He turned Gulu High around

Odongo Onyango during the interview in Gulu recently. PHOTOs by JULIUS OCUNGI

What you need to know:

The greatest responsibility of head teachers is to nurture the talent of their students and staff. Julius Ocungi caught up with Odongo Onyango, the man who saw Gulu High School resurrect from the academic limbo it had sank during the late 1980s

Odongo Onyango is a jolly man, a smile never leaves his face as he speaks to you.
Donning a blue kitenge shirt, Onyango at 72 years of age, still looks strong enough to work but surprisingly, he tells me he has turned down many job offers after his retirement in 2002 to give chance to the young generation.
Onyango is among the outstanding head teachers in the region who saved a once powerful academic power house from collapse. The retired head teacher’s legacy as the best Geography teacher at Gulu High School still lives on to date. Onyango’s 16-year triumph in administration at Gulu High School was no easy feat considering the state in which he found the school, but team work and good decision making saw him turn around the school into one of the best in the region.

Rude welcome
“My first visit to the school to take on the administration in 1986 was a nightmare. I wondered whether it was a market or a school,” he reminisces.
“There was no difference between lunch break and class hours since students were always loitering in the school compound,” he adds.
Onyango says strikes were a common happening at the school. Teachers taught at their own will. All these made him contemplate declining the position, prompting him to write a resignation letter to the chief administration officer (CAO).

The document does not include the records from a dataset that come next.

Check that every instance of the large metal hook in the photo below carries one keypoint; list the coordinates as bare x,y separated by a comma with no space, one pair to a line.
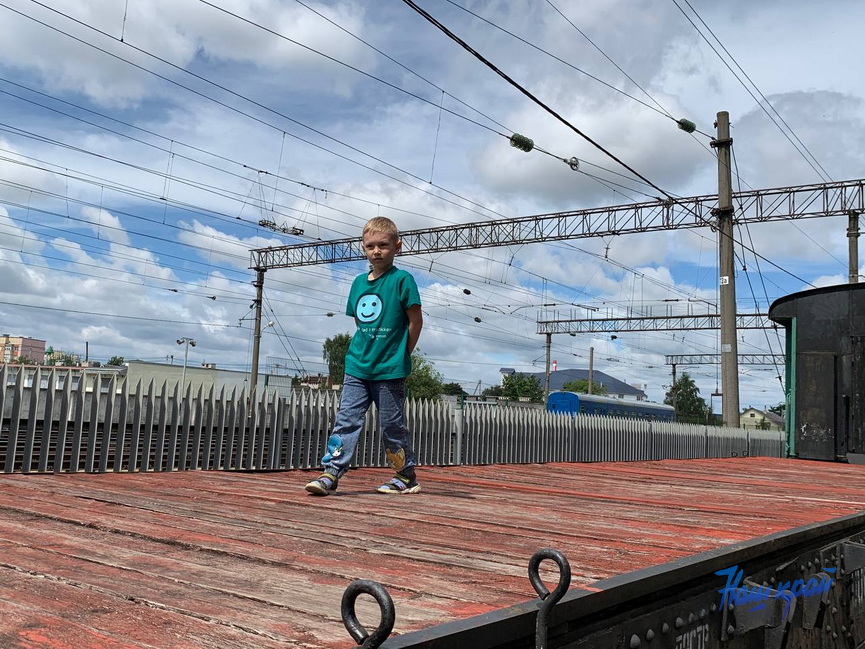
355,628
548,599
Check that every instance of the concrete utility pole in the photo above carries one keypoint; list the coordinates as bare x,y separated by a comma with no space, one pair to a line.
547,347
673,389
724,212
853,245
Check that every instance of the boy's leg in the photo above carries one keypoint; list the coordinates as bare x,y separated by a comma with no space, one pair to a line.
341,444
389,397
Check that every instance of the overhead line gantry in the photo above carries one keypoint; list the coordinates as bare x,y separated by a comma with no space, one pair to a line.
841,198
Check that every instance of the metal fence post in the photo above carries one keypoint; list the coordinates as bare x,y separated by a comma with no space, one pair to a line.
459,421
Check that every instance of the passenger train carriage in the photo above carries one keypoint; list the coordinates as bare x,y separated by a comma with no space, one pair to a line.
591,404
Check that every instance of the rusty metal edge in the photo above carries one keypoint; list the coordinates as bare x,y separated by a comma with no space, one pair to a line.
509,626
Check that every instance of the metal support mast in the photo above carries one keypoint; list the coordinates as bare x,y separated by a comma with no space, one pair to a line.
256,336
853,245
724,212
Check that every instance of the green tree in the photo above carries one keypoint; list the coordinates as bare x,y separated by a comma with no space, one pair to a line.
334,351
685,396
424,382
582,386
518,385
454,389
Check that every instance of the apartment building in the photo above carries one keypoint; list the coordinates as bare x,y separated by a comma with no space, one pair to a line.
14,347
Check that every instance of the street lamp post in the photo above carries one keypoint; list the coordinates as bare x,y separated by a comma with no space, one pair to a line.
187,342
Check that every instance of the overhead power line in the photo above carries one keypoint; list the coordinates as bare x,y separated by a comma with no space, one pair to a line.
528,94
815,165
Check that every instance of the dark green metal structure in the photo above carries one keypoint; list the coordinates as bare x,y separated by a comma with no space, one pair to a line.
825,374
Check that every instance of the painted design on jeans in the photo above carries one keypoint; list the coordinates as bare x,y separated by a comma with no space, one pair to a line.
395,459
334,448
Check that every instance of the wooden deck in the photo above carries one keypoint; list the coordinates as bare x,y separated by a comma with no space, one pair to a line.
242,560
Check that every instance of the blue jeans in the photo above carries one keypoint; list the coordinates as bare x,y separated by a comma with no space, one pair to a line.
388,397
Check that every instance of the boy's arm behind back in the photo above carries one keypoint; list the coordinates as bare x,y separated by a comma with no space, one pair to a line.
415,324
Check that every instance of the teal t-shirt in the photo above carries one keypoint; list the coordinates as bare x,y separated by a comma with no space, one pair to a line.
379,348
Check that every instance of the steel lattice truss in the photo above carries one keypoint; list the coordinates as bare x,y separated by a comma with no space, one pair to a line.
651,323
784,203
715,359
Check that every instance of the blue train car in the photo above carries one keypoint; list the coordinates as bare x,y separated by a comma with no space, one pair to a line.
592,404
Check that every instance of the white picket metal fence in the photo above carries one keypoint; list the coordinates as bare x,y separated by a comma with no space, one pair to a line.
51,423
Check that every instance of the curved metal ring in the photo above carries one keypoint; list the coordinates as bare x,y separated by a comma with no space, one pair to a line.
349,618
548,599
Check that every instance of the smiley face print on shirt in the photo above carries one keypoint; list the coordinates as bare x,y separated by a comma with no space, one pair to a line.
368,308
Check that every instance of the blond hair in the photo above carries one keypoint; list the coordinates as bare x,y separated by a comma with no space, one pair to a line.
383,225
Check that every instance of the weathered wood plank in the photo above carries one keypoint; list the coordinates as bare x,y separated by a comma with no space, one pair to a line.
254,554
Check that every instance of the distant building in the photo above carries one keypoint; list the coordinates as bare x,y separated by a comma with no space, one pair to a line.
761,419
14,348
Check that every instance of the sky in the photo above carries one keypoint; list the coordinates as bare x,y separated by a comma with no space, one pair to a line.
142,142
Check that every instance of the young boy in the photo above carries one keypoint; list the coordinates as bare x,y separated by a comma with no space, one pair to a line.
385,305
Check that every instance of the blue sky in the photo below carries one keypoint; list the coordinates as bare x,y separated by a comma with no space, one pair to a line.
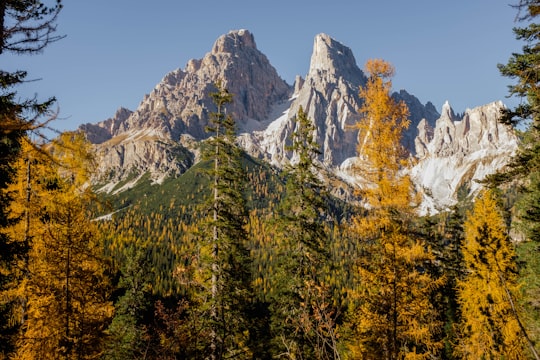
115,51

But the CAO convinced him to try out for a year.
Onyango devised a formula for turning around the school based on three principles - team work, firm decision making, and regular discussions with students, teachers and support staff.
He says although the school board was not comfortable with some of the decisions he came out with, he often stood by his word, which brought in a lot of tremendous changes.
“Every week, we would gather with the students and the teachers to discuss the gaps in the administration and teaching and before the end of Term One, normalcy had returned to the school,” Onyango says, adding that the teachers and the students started putting in efforts to study. This greatly improved the academic ratings of the school, which had spent several years without a First Grade.
“In my first year of leadership, the school managed to attain six First Grades in the O-Level examinations and by the time of my retirement in 2002, we got 50 first grades,” Onyango boasts.

His teaching journey

Onyango’s teaching journey started at Kitgum High School where he taught Mathematics and Geography after completing a diploma course in Education from Kyambogo National Teachers College in 1968. He taught here for three years and joined Makerere University for a Bachelor’s Degree in Science.
In 1975, he went back to Kitgum High School where he taught only Geography at both O and A levels. He was later appointed acting head teacher for a year at YY Okot Memorial Girls Wing and Kitgum High School Boys Wing in 1980.
In 1981, he was transferred to Sir Samuel Baker School in Gulu as a deputy head teacher for one year before being posted back to Kitgum High School as head teacher from 1982- 1984. In 1984, he was posted to Pabbo Secondary School but after two years of excellent performance, he was transferred back to Gulu High School.

About Gulu High School

Start. The school was built in 1964 by the missionaries of Church Missionary Society after they had established the Diocese of Northern Uganda in 1961.
Type. It is an Anglican faith-based school under the Church of Uganda. The school also provides education to the visually impaired students at both O-Level and A-Level.